The court further erred in its infringement analysis, when it stated:

The '855 invention is extrinsic to its telephone ... Therefore, a telephone shaped like a duck which makes a quacking noise instead of a ring through its own internal sounding device does not infringe.

Nobell, Inc. v. Sharper Image Corp., 16 USPQ2d at 1383 (emphasis added). Rather than simply referring to the "invention," a proper infringement analysis requires examination as to whether the claims of the '855 patent read on the QUACKY IV. See SRI Int'l v. Matsushita Elec. Corp. of Am., 775 F.2d 1107, 1121, 227 USPQ 577, 586 (Fed. Cir. 1985).

Additionally, the district court concluded that "the signalling device that moves the 'QUACKY IV FONE' beak is integral to the telephone portion of the device," Nobell, Inc. v. Sharper Image Corp., 16 USPQ2d at 1383, and that "there is no competent evidence of record that the 'QUACKY IV FONE' moves the beak through a different device than that which signalled the ringer sound in the original, concededly non-infringing, 'QUACKY FONE.' " Id. A proper infringement analysis requires comparison of the accused device with the claims of the patent in suit, not with another device. Lund Indus. v. Go Indus., 938 F.2d 1273, 1275, 19 USPQ2d 1383, 1385 (Fed. Cir. 1991). Moreover, the court relied on its inspection of the original QUACKY FONE telephone which attorneys for Sharper Image brought to the hearing. An infringement analysis must be made with an accused device, not one not at issue.

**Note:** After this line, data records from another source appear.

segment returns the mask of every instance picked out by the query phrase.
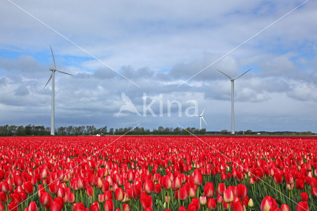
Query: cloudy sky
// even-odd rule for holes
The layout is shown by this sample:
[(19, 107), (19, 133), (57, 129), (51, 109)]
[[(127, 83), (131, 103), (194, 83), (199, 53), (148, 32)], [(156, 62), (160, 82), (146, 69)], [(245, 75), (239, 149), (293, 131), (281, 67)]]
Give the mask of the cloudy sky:
[[(51, 44), (74, 75), (55, 75), (56, 127), (198, 127), (185, 114), (195, 100), (207, 130), (230, 130), (230, 82), (216, 68), (252, 68), (235, 82), (236, 130), (317, 132), (316, 1), (223, 57), (305, 0), (10, 1), (0, 8), (0, 125), (50, 126)], [(141, 116), (117, 117), (123, 92)], [(144, 116), (144, 93), (156, 117)], [(182, 116), (176, 104), (168, 116), (173, 100)]]

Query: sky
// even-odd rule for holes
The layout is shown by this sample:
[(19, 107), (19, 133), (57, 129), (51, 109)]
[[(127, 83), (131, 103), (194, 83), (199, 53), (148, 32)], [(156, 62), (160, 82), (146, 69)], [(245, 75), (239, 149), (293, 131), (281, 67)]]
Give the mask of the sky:
[[(236, 131), (317, 132), (317, 2), (288, 14), (304, 2), (4, 0), (0, 125), (50, 126), (51, 45), (73, 75), (55, 72), (55, 128), (198, 128), (186, 109), (206, 107), (203, 127), (230, 131), (231, 83), (216, 69), (252, 68), (235, 81)], [(118, 115), (122, 93), (140, 115)]]

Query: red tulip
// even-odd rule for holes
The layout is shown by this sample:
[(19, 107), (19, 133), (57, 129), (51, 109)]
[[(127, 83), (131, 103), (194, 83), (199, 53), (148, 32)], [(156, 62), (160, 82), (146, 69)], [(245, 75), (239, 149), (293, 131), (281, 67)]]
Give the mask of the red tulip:
[(211, 198), (213, 196), (213, 183), (207, 182), (204, 186), (204, 194), (207, 198)]
[(148, 196), (145, 192), (142, 193), (140, 197), (140, 203), (142, 208), (145, 209), (146, 208), (152, 208), (153, 201), (151, 196)]
[(274, 175), (273, 175), (273, 179), (274, 179), (274, 181), (275, 183), (280, 184), (283, 181), (282, 174), (278, 172), (275, 172), (274, 173)]
[(260, 208), (261, 211), (269, 211), (271, 208), (277, 207), (277, 205), (275, 199), (269, 196), (266, 196), (263, 199)]
[(232, 204), (233, 204), (232, 210), (234, 211), (244, 211), (243, 205), (240, 201), (234, 202)]
[(289, 208), (287, 205), (282, 205), (281, 206), (281, 211), (289, 211)]
[(9, 190), (9, 184), (6, 181), (3, 181), (0, 183), (0, 191), (2, 192), (7, 193)]
[(239, 199), (243, 199), (247, 196), (248, 188), (245, 185), (239, 184), (237, 185), (236, 196)]
[(130, 211), (130, 207), (129, 207), (128, 204), (125, 204), (123, 205), (123, 211)]
[(108, 199), (105, 203), (105, 211), (113, 211), (113, 203), (111, 199)]
[(308, 201), (308, 195), (306, 192), (302, 192), (301, 194), (301, 198), (302, 198), (302, 201)]
[(86, 194), (89, 196), (93, 196), (94, 194), (94, 190), (92, 187), (89, 187), (86, 189)]
[(68, 203), (73, 203), (75, 202), (75, 195), (73, 193), (68, 193), (67, 194), (67, 202)]
[(300, 202), (296, 206), (296, 211), (309, 211), (307, 202)]
[(19, 193), (12, 193), (10, 195), (10, 197), (11, 201), (17, 204), (19, 204), (22, 202), (22, 197)]
[(148, 194), (152, 193), (154, 189), (154, 183), (152, 179), (148, 179), (144, 183), (143, 189)]
[(169, 177), (167, 175), (164, 176), (161, 180), (161, 185), (163, 188), (166, 190), (169, 190), (172, 187), (172, 182)]
[(14, 185), (17, 186), (18, 185), (22, 185), (23, 183), (23, 180), (20, 175), (16, 175), (14, 176)]
[(8, 205), (8, 210), (10, 211), (18, 211), (18, 205), (12, 202)]
[(208, 199), (207, 201), (207, 207), (209, 210), (212, 211), (215, 210), (217, 207), (217, 204), (216, 204), (216, 201), (213, 198)]
[(180, 200), (186, 200), (188, 197), (187, 191), (185, 187), (180, 188), (178, 190), (178, 197)]
[(223, 195), (223, 192), (225, 189), (226, 186), (224, 185), (224, 183), (219, 183), (218, 184), (218, 188), (217, 188), (217, 193), (222, 195)]
[(159, 184), (156, 184), (154, 185), (154, 193), (157, 194), (158, 194), (160, 193), (162, 191), (162, 189), (160, 187), (160, 185)]
[(57, 186), (54, 183), (51, 183), (49, 185), (49, 190), (51, 194), (55, 194), (57, 192)]
[(196, 208), (196, 206), (192, 204), (190, 204), (189, 205), (188, 205), (188, 207), (187, 207), (187, 211), (197, 211), (197, 209)]
[(233, 201), (233, 193), (231, 189), (228, 189), (223, 192), (223, 201), (226, 203), (230, 203)]
[(203, 183), (203, 176), (200, 172), (196, 172), (194, 175), (194, 183), (196, 185), (200, 185)]
[(121, 188), (118, 188), (115, 189), (114, 199), (119, 202), (121, 202), (123, 200), (124, 194), (123, 190)]
[(207, 198), (205, 196), (202, 196), (199, 197), (199, 203), (204, 206), (207, 204)]
[[(169, 211), (170, 211), (170, 210), (169, 210)], [(179, 208), (178, 208), (178, 211), (186, 211), (186, 209), (185, 208), (185, 207), (180, 206)]]
[(31, 202), (29, 207), (28, 207), (28, 211), (37, 211), (37, 210), (38, 207), (35, 202)]
[(103, 183), (103, 186), (101, 188), (101, 190), (103, 191), (103, 192), (105, 193), (106, 191), (109, 190), (109, 188), (110, 187), (109, 182), (107, 180), (105, 180)]

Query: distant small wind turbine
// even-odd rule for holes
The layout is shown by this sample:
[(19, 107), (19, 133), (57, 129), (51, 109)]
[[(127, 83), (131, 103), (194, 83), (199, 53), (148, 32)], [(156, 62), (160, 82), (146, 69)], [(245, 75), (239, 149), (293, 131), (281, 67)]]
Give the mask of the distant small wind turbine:
[(245, 72), (244, 73), (241, 74), (239, 76), (235, 78), (232, 78), (230, 77), (229, 75), (227, 75), (225, 73), (221, 72), (217, 69), (219, 72), (222, 73), (223, 75), (225, 75), (229, 78), (230, 78), (230, 80), (231, 81), (231, 134), (234, 134), (234, 100), (233, 100), (233, 92), (234, 91), (234, 80), (238, 79), (249, 71), (251, 70), (252, 68), (250, 69), (249, 70)]
[(136, 113), (139, 116), (141, 115), (140, 113), (139, 113), (139, 111), (138, 111), (138, 110), (137, 110), (137, 108), (134, 106), (134, 104), (133, 104), (132, 101), (125, 95), (125, 93), (122, 92), (121, 94), (121, 97), (122, 99), (122, 101), (125, 103), (125, 105), (124, 105), (120, 107), (120, 110), (117, 114), (117, 117), (119, 116), (119, 114), (120, 114), (120, 113), (122, 110), (127, 110), (128, 111), (132, 112), (132, 113)]
[(44, 88), (46, 87), (48, 84), (51, 80), (52, 78), (52, 113), (51, 115), (51, 135), (52, 136), (55, 135), (55, 131), (54, 131), (54, 124), (55, 124), (55, 115), (54, 115), (54, 89), (55, 89), (55, 80), (54, 76), (55, 75), (55, 71), (57, 71), (61, 73), (67, 74), (67, 75), (73, 75), (71, 74), (67, 73), (65, 72), (63, 72), (61, 70), (58, 70), (56, 68), (56, 64), (55, 63), (55, 59), (54, 58), (54, 54), (53, 54), (53, 51), (52, 50), (52, 47), (51, 47), (51, 45), (50, 45), (50, 48), (51, 48), (51, 51), (52, 52), (52, 55), (53, 56), (53, 61), (54, 61), (54, 68), (50, 68), (49, 69), (50, 71), (52, 71), (52, 74), (51, 75), (51, 77), (49, 79), (49, 81), (46, 83), (45, 87)]
[(204, 117), (203, 116), (203, 114), (204, 114), (204, 111), (205, 111), (205, 108), (206, 108), (206, 106), (204, 107), (204, 109), (203, 110), (203, 112), (202, 112), (202, 114), (200, 115), (193, 115), (192, 116), (191, 116), (191, 117), (192, 116), (199, 116), (199, 119), (200, 121), (200, 130), (202, 130), (202, 119), (203, 119), (203, 120), (204, 121), (204, 122), (205, 122), (205, 123), (206, 124), (206, 125), (207, 125), (207, 123), (206, 122), (206, 121), (205, 121), (205, 119), (204, 119)]

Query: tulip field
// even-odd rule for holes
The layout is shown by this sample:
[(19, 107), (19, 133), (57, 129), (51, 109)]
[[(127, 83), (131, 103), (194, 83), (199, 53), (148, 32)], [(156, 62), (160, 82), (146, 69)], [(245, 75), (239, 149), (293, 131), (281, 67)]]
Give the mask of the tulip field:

In comparing the accused device to the claims of the '855 patent which recite an extrinsic telephone signalling circuit or device, the district court should analyze whether the accused device includes a circuit or device which is separate from and in addition to the normal operating components of its associated telephone. This does not mean that the circuit or device must be external to the telephone, but rather that the circuit or device be an extra feature which is not required by the telephone to perform its normal operating functions.

Nobell also argues that a genuine issue of material fact exists which precludes the grant of summary judgment. We agree. A genuine issue of material fact exists as to whether the accused device has an extrinsic telephone signalling circuit or device upon which one or more of Claims 1, 4, or 13 can be read. While both Sharper Image and Nobell presented conclusory affidavits of its expert witness, Nobell's affidavit was sufficient to demonstrate the existence of a genuine issue of material fact. It compared every limitation of the claims to the accused device.

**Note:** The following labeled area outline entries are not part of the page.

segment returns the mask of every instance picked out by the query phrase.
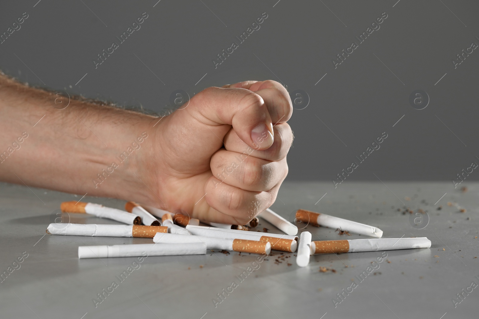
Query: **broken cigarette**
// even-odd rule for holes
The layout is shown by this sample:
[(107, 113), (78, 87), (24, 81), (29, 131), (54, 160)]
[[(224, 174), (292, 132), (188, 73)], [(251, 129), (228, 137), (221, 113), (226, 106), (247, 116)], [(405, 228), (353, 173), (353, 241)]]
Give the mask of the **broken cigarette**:
[[(127, 203), (127, 204), (128, 203)], [(146, 209), (145, 209), (143, 207), (140, 206), (137, 204), (136, 204), (136, 208), (140, 208), (142, 210), (144, 210), (145, 212), (148, 214), (150, 214)], [(168, 228), (169, 231), (166, 231), (166, 232), (171, 232), (172, 234), (182, 234), (183, 235), (191, 235), (191, 233), (187, 231), (186, 229), (178, 226), (178, 225), (175, 225), (174, 223), (173, 222), (173, 218), (171, 217), (171, 213), (169, 211), (167, 211), (166, 210), (163, 210), (163, 209), (156, 209), (158, 211), (158, 215), (162, 212), (161, 215), (161, 225), (164, 226), (166, 226)], [(161, 212), (159, 211), (161, 211)], [(151, 215), (151, 214), (150, 214)], [(158, 215), (157, 215), (158, 216)], [(183, 215), (182, 215), (183, 216)], [(155, 218), (152, 215), (151, 217)], [(185, 216), (186, 217), (186, 216)], [(156, 219), (155, 219), (155, 220)]]
[(163, 217), (163, 215), (165, 214), (170, 214), (173, 216), (173, 222), (180, 226), (186, 226), (187, 225), (200, 224), (199, 220), (196, 218), (192, 218), (189, 216), (187, 216), (186, 215), (183, 215), (182, 214), (180, 214), (179, 213), (171, 213), (166, 210), (160, 209), (159, 208), (153, 207), (152, 206), (148, 206), (144, 205), (142, 205), (142, 207), (151, 213), (151, 214), (156, 216), (157, 217), (159, 217), (160, 218), (161, 218)]
[(208, 249), (229, 250), (241, 253), (269, 254), (271, 251), (271, 244), (258, 241), (243, 239), (218, 238), (205, 236), (191, 236), (177, 234), (165, 234), (159, 232), (153, 239), (157, 243), (203, 242)]
[(311, 242), (310, 232), (303, 231), (301, 233), (298, 244), (297, 256), (296, 257), (296, 264), (299, 267), (306, 267), (309, 263)]
[(376, 238), (380, 238), (383, 236), (383, 231), (377, 227), (306, 209), (298, 209), (297, 211), (296, 220), (333, 229), (339, 228), (341, 231)]
[(298, 233), (298, 228), (296, 225), (289, 222), (269, 208), (260, 214), (259, 216), (288, 235), (296, 235)]
[(220, 223), (212, 223), (209, 221), (205, 221), (205, 224), (211, 225), (214, 227), (222, 228), (223, 229), (234, 229), (238, 231), (249, 231), (248, 226), (242, 225), (231, 225), (231, 224), (221, 224)]
[(135, 202), (129, 201), (125, 204), (125, 210), (141, 217), (143, 225), (160, 226), (160, 221), (146, 210)]
[(340, 253), (430, 247), (431, 241), (427, 237), (318, 241), (311, 243), (311, 253)]
[(141, 218), (137, 215), (93, 203), (75, 202), (74, 200), (63, 202), (60, 205), (60, 209), (63, 213), (87, 213), (129, 225), (141, 224)]
[(78, 247), (78, 258), (79, 259), (110, 257), (204, 255), (206, 253), (206, 245), (202, 242), (180, 244), (132, 244), (114, 245), (113, 246), (80, 246)]
[[(263, 242), (269, 242), (271, 244), (271, 249), (283, 252), (294, 253), (296, 251), (297, 242), (293, 239), (278, 238), (269, 236), (263, 235), (263, 233), (256, 231), (243, 231), (233, 232), (224, 229), (209, 229), (208, 228), (191, 227), (189, 225), (186, 228), (193, 235), (204, 236), (218, 238), (228, 238), (229, 239), (244, 239), (250, 241), (258, 241)], [(284, 235), (283, 236), (286, 236)]]
[(168, 232), (168, 227), (140, 225), (98, 225), (53, 223), (46, 232), (52, 235), (100, 236), (108, 237), (153, 238), (157, 232)]
[[(186, 226), (186, 229), (190, 230), (192, 228), (204, 228), (205, 229), (212, 229), (216, 231), (228, 231), (228, 232), (234, 232), (238, 233), (240, 234), (244, 234), (246, 233), (244, 231), (239, 230), (237, 229), (226, 229), (224, 228), (218, 228), (217, 227), (209, 227), (207, 226), (194, 226), (193, 225), (188, 225)], [(291, 239), (292, 240), (295, 240), (297, 242), (298, 236), (291, 236), (291, 235), (285, 235), (284, 234), (274, 234), (270, 232), (262, 232), (261, 231), (248, 231), (247, 233), (248, 234), (256, 234), (258, 236), (262, 236), (263, 235), (265, 235), (268, 236), (270, 237), (275, 237), (276, 238), (281, 238), (283, 239)]]

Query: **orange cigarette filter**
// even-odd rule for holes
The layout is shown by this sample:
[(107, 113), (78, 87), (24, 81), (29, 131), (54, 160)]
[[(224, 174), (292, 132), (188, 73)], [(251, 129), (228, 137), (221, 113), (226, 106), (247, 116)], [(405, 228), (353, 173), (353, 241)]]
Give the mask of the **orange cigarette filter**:
[[(162, 218), (161, 219), (163, 219)], [(176, 213), (173, 216), (173, 221), (174, 221), (175, 223), (177, 225), (182, 226), (183, 227), (186, 227), (186, 225), (190, 223), (190, 220), (191, 219), (189, 216), (187, 216), (180, 213)]]
[(60, 204), (60, 209), (62, 213), (85, 213), (85, 206), (88, 203), (83, 202), (76, 202), (71, 200), (68, 202), (63, 202)]
[(250, 222), (248, 225), (249, 225), (250, 227), (254, 228), (258, 226), (259, 223), (260, 223), (260, 220), (258, 217), (255, 217), (251, 220), (251, 221)]
[(134, 237), (153, 238), (157, 232), (168, 232), (168, 228), (163, 226), (134, 225), (132, 233)]
[(296, 211), (296, 219), (306, 223), (317, 225), (318, 216), (319, 214), (306, 209), (298, 209)]
[(349, 242), (343, 241), (318, 241), (314, 242), (314, 253), (339, 253), (349, 252)]
[(269, 253), (271, 244), (268, 242), (235, 239), (233, 241), (233, 250), (241, 253)]
[(165, 222), (165, 220), (169, 220), (172, 222), (173, 221), (173, 218), (171, 217), (171, 215), (170, 214), (163, 214), (163, 216), (161, 216), (161, 222)]

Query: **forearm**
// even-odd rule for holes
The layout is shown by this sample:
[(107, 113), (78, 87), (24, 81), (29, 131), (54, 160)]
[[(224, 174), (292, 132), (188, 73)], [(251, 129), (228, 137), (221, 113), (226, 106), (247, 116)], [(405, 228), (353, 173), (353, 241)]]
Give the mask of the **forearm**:
[(0, 180), (141, 200), (154, 118), (58, 98), (0, 77)]

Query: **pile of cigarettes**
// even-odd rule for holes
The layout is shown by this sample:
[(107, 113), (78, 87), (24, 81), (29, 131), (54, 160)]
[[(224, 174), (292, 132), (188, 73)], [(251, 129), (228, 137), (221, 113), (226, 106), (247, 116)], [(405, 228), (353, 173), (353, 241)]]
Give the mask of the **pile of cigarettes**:
[(429, 248), (426, 237), (381, 238), (383, 231), (377, 227), (309, 210), (298, 209), (295, 221), (339, 229), (373, 237), (369, 239), (312, 241), (309, 231), (298, 228), (274, 211), (266, 209), (259, 216), (285, 233), (278, 234), (248, 231), (248, 226), (258, 225), (258, 218), (249, 225), (209, 223), (212, 227), (199, 226), (199, 220), (180, 213), (171, 213), (148, 206), (128, 202), (125, 210), (106, 207), (92, 203), (64, 202), (63, 213), (89, 214), (107, 218), (125, 225), (97, 224), (50, 224), (46, 232), (52, 235), (141, 237), (152, 238), (153, 243), (85, 246), (78, 247), (79, 258), (205, 254), (207, 249), (251, 253), (270, 253), (271, 250), (294, 253), (296, 263), (306, 267), (311, 254), (373, 252), (411, 248)]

Finally, a genuine issue of material fact exists as to whether Claim 12, which does not mention an extrinsic circuit or device, is infringed. The court did not treat this issue at all.

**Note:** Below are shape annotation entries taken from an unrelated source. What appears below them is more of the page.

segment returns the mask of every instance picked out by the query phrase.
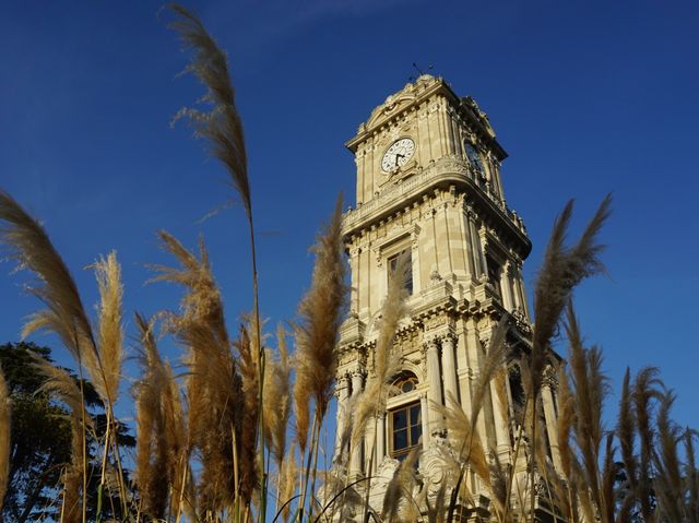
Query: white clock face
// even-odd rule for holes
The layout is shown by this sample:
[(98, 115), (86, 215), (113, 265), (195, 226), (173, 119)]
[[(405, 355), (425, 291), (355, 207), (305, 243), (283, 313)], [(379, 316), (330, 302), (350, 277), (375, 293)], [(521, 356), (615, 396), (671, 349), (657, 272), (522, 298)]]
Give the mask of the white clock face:
[(381, 169), (383, 173), (392, 173), (403, 167), (415, 153), (415, 143), (410, 138), (402, 138), (388, 148), (381, 159)]

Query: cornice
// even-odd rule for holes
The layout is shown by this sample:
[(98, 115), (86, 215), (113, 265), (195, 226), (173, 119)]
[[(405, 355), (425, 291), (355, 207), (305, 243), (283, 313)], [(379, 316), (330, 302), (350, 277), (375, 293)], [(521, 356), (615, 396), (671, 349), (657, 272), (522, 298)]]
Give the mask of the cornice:
[(347, 211), (343, 217), (342, 227), (345, 242), (351, 236), (360, 235), (364, 229), (370, 228), (371, 225), (376, 225), (398, 211), (408, 209), (423, 198), (430, 198), (435, 189), (450, 190), (453, 186), (457, 192), (466, 194), (467, 200), (489, 217), (489, 222), (500, 226), (514, 239), (520, 257), (526, 258), (532, 243), (526, 236), (522, 218), (494, 195), (483, 191), (478, 187), (477, 177), (478, 174), (462, 158), (457, 156), (440, 158), (416, 175), (387, 187), (357, 209)]

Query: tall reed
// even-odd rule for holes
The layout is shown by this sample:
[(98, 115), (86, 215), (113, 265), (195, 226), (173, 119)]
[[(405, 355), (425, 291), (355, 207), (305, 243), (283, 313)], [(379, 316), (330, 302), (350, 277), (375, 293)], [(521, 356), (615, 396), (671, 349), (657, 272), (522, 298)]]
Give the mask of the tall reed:
[[(254, 221), (252, 218), (252, 198), (250, 180), (248, 178), (248, 156), (245, 145), (242, 120), (236, 106), (235, 88), (230, 82), (228, 60), (214, 38), (206, 32), (202, 22), (193, 13), (176, 3), (169, 4), (176, 20), (169, 27), (176, 31), (186, 49), (193, 52), (185, 72), (197, 76), (206, 87), (206, 94), (201, 98), (210, 105), (209, 110), (183, 108), (176, 115), (175, 120), (186, 118), (194, 127), (197, 138), (204, 139), (209, 144), (209, 153), (218, 159), (226, 168), (233, 187), (238, 192), (245, 209), (250, 233), (250, 258), (252, 270), (252, 318), (253, 345), (258, 348), (256, 359), (259, 371), (258, 401), (262, 401), (264, 388), (264, 352), (262, 349), (262, 329), (260, 325), (259, 278), (257, 251), (254, 241)], [(259, 417), (259, 438), (257, 445), (258, 460), (262, 474), (262, 488), (265, 490), (266, 475), (264, 466), (264, 423)], [(260, 514), (266, 518), (266, 499), (260, 495)]]

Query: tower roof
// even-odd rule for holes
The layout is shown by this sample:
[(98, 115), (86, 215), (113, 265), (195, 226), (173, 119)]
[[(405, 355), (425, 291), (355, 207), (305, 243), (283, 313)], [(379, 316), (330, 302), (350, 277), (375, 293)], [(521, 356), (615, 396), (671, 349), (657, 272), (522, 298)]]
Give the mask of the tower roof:
[(488, 116), (479, 109), (476, 102), (471, 96), (459, 97), (445, 79), (431, 74), (422, 74), (415, 82), (408, 82), (401, 91), (389, 95), (383, 104), (371, 111), (367, 121), (359, 124), (357, 134), (347, 141), (345, 146), (353, 153), (356, 152), (357, 145), (377, 129), (390, 124), (393, 120), (400, 120), (405, 111), (416, 109), (434, 95), (446, 97), (481, 140), (496, 153), (499, 161), (507, 157), (507, 152), (496, 140)]

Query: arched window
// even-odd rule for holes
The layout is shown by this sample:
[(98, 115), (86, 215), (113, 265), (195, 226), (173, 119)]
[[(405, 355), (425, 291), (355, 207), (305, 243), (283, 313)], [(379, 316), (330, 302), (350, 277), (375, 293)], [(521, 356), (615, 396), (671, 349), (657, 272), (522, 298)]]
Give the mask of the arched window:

In summary, the district court erred in granting Sharper Image's motion for summary judgment. Accordingly, the judgment is vacated and the case is remanded for further proceedings consistent with this opinion.

No costs.

 1

Nu Vations markets a similar "Fido Fone" which apparently is still the subject of pending litigation

 2

The patent specification states that " [t]he integral sounding mechanism may be used in addition to the signaling device 2, or it [sic] desired may be turned off so that only the signaling device 2 is operative."